Now comes "Master of Disaster," and it's no faint praise to say that the new disc is of a piece with Hiatt's earlier work. The electric-folk title track, which kick-starts the album, is a hook-laden short story that finds our master of ceremonies sporting a "bleeding tongue" and an "8-ball pounding in my lungs" while slowly morphing into a "mean old bastard when he plays the blues."

The harmonica- and tremolo-bedecked "When My Love Crosses Over," meanwhile, checks in on a pair of lovers lying flat on their backs near the banks of the Mississippi, gazing up at constellations while contemplating a pilgrimage to Muscle Shoals. "Howlin' Down the Cumberland" is similarly literary-minded, tracking a character who's "caught like a deer in my own headlights" while Hiatt's accomplished backing group -- which includes two members of neo-Southern-rockers the North Mississippi Allstars -- marks time with a stately finger-picked arrangement.

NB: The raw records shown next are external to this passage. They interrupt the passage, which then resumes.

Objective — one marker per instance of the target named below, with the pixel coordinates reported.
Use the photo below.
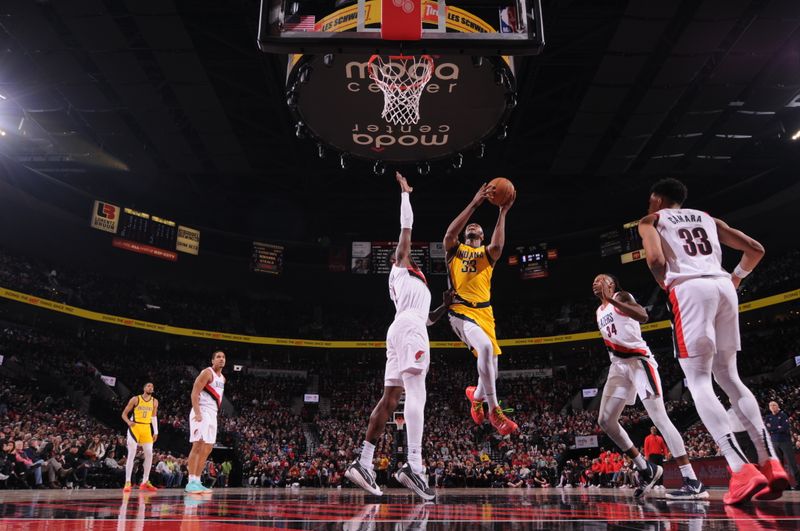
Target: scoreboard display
(376, 257)
(145, 228)
(382, 253)
(632, 248)
(267, 258)
(532, 261)
(625, 242)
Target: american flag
(301, 23)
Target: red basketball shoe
(744, 484)
(777, 478)
(501, 423)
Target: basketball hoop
(401, 79)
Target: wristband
(740, 272)
(406, 214)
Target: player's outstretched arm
(126, 413)
(495, 248)
(458, 224)
(625, 303)
(403, 250)
(736, 239)
(199, 383)
(447, 300)
(651, 241)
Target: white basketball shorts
(407, 349)
(705, 317)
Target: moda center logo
(444, 79)
(342, 106)
(379, 137)
(105, 216)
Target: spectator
(780, 430)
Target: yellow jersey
(470, 270)
(471, 274)
(143, 412)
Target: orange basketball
(503, 191)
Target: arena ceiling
(169, 105)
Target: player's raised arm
(651, 242)
(625, 303)
(126, 413)
(495, 248)
(203, 379)
(406, 221)
(736, 239)
(458, 224)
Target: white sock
(130, 461)
(687, 471)
(367, 453)
(744, 403)
(414, 413)
(148, 461)
(487, 368)
(415, 458)
(733, 454)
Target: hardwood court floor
(352, 510)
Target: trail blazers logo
(105, 216)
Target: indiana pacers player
(470, 266)
(142, 431)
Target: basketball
(503, 191)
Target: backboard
(339, 102)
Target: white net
(401, 78)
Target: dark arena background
(181, 177)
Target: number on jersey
(695, 241)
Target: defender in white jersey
(684, 253)
(633, 372)
(407, 362)
(207, 392)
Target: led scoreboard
(148, 229)
(144, 233)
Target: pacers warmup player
(684, 254)
(142, 431)
(634, 371)
(407, 362)
(207, 392)
(470, 266)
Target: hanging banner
(188, 240)
(105, 216)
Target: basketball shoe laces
(500, 411)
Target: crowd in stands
(49, 438)
(343, 319)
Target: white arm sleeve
(406, 214)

Elsewhere, Hiatt and his band serve up breezy ragtime ("Wintertime Blues"), melancholy country-folk ("Cold River") and bluesy balladry ("Ain't Ever Goin' Back") that conjures up both the Allman Brothers and '70s-era Rolling Stones. And if George Jones doesn't record "Old School," a mid-tempo honky-tonker just perfect for country-bumping with your favorite dance partner, a serious crime will have occurred.

Presiding over the whole affair is Jim Dickinson, the producer extraordinaire (and father to Hiatt's Allstars) who has manned the boards for everyone from the Stones to the Replacements.

This time out, and per his usual tack, Dickinson lets the songs speak for themselves. And with a songwriter of Hiatt's caliber, that's an especially smart strategy. Indeed, as with each record the guy makes -- well, with at least one dubious exception -- it's tempting to call Hiatt's latest the best of his illustrious career. And who knows? Maybe "Master of Disaster" will even be the one that finally nets him his first -- and very richly deserved -- hit.

With "Master of Disaster," John Hiatt may have the hit he's long deserved.